Wednesday, July 15, 2020

mRNA Vaccine?

In a recent NEJM paper a mRNA vaccine was discussed and its early efficacy analyzed. The vaccine is described as:

The candidate vaccine mRNA-1273 is a lipid nanoparticle–encapsulated, nucleoside-modified messenger RNA (mRNA)–based vaccine that encodes the SARS-CoV-2 spike (S) glycoprotein stabilized in its prefusion conformation. The S glycoprotein mediates host cell attachment and is required for viral entry; it is the primary vaccine target for many candidate SARS-CoV-2 vaccines.

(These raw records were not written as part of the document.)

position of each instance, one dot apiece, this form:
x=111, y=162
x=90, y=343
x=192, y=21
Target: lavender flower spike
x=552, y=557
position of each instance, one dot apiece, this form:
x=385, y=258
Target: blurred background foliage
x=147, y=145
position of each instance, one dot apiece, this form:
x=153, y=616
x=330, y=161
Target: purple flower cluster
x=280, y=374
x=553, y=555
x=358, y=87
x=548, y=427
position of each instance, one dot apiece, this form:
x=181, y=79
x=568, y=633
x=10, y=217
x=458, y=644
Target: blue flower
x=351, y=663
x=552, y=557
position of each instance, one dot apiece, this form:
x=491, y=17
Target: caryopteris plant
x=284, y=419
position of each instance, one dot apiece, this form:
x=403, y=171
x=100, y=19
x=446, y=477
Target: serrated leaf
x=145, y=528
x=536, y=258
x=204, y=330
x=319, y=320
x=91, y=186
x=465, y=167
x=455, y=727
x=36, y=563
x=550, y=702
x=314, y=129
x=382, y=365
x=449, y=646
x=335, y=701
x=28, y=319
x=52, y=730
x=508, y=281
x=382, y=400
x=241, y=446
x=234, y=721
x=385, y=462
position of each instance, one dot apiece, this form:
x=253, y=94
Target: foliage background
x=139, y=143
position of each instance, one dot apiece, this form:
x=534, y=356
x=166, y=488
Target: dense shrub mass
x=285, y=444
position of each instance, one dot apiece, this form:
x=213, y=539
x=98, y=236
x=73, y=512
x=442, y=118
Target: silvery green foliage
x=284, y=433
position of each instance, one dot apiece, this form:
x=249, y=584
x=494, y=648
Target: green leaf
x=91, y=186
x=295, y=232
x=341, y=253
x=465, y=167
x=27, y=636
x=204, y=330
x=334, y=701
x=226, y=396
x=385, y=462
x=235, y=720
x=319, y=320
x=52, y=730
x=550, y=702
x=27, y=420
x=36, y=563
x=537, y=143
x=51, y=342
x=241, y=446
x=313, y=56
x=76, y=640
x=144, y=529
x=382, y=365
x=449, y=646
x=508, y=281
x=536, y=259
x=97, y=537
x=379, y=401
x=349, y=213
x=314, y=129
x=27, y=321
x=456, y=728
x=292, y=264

This is a somewhat different approach to vaccines but it is more of a putative therapeutic. The results indicate:

The mRNA-1273 vaccine induced anti–SARS-CoV-2 immune responses in all participants, and no trial-limiting safety concerns were identified. These findings support further development of this vaccine.

These safety and immunogenicity findings support advancement of the mRNA-1273 vaccine to later-stage clinical trials. Of the three doses evaluated, the 100-μg dose elicits high neutralization responses and Th1-skewed CD4 T cell responses, coupled with a reactogenicity profile that is more favorable than that of the higher dose. A phase 2 trial of mRNA-1273 in 600 healthy adults, evaluating doses of 50 μg and 100 μg, is ongoing (ClinicalTrials.gov number, NCT04405076. opens in new tab). A large phase 3 efficacy trial, expected to evaluate a 100-μg dose, is anticipated to begin during the summer of 2020.

Hopefully this can work yet we are still concerned about lasting Ab responses.